With all that said about “associations,” I am more skeptical about cause and effect. Which direction does the causal arrow point if one exists? Here I put forward a (plausible?) explanation suggesting that the association is merely spurious (like ice cream consumption and polio – See Blog 2 “Association, Correlation and Causation”).
People who drink more tend to be more socially engaged and gregarious (either naturally or motivated by their moderate drinking). We have found that social engagement is important to long-term cognitive health and even survival. So maybe alcohol consumption is merely a “biomarker” for social engagement, and it is the social engagement that is driving the better mental outcomes.

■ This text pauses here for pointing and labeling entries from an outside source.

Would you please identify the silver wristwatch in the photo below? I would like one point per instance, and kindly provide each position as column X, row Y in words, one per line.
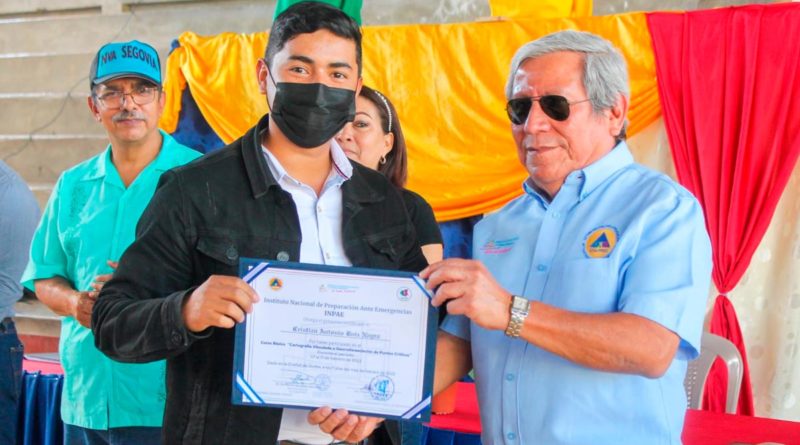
column 519, row 312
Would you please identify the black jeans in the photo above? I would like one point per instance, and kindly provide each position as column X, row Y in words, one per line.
column 10, row 380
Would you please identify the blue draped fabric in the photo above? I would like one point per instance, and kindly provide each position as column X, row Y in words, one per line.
column 40, row 415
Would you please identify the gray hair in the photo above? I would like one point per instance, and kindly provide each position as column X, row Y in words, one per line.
column 605, row 74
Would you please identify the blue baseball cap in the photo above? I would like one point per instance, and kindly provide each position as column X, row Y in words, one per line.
column 125, row 59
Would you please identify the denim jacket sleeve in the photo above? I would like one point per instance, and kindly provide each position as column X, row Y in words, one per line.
column 138, row 315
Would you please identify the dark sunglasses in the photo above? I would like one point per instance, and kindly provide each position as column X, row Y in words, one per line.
column 555, row 107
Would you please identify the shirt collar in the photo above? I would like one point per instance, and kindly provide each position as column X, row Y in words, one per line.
column 590, row 177
column 341, row 170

Furthermore, too much alcohol consumption can lead to alcohol abuse disorder resulting in fewer and less healthy social interactions (hence a reduced effect).
See Figure 1.
As for cause and effect with Aβ deposition and Alzheimer’s Disease, let’s put this into a broader perspective. Of note, no clinical attempts (i.e. via the use of medication) to lower Aβ have resulted in improvement in AD, even when the actual burden of plaques has been measured. The road is littered with failed pharmaceutical trials. It has always been the case that researchers have said that there is a strong association between Aβ plaques in the brain and AD. Based on that association, there has been a tacit jump to a causal relationship, i.e. Aβ plaques cause AD. That is the basis for decades of research on how to eliminate, reduce, prevent the accumulation of Aβ in the brain. With all the failures of clinical research in this domain, some are now questioning whether Aβ and AD are really just another example of a spurious correlation. Again, the picture looks like Figure 2. Therefore, whether or not alcohol consumption has any effect on reducing Aβ deposition, that effect may be entirely irrelevant for either prevention or mitigation of Alzheimer’s Disease.
Finally, why did the NYT report on this? A slow day at the office? Based on the journal website for the article, on Mar 14, 2020 metrics for any response to this article were: Reader Comments = 0; Media Coverage = 1. I am very much sympathetic to a reader’s comment to the original NYT online posting of this article: “In other news, a study found that umbrellas are found to cause rain.”
Thanks to Dr. Frank Rockhold for the reminder to share this link to an article in the NYT about how to read a medical publication/article. The NYT should take the advice of its own reporting! https://parenting.nytimes.com/health/medical-study-concerns
 Kim JW, Byun MS, Yi D, Lee JH, Ko K, Jeon SY, et al. (2020) Association of moderate alcohol intake with in vivo amyloid-beta deposition in human brain: A cross-sectional study. PLoS Med 17(2): e1003022.
 Ruth Peters, Jean Peters, James Warner, Nigel Beckett, Christopher Bulpitt (2008). Alcohol, dementia and cognitive decline in the elderly: a systematic review. Age and Ageing, Volume 37, Issue 5, September 2008, Pages 505–512.
 Ioannidis, J. P. A. (2013) Implausible results in human nutrition research. BMJ 347:f6698.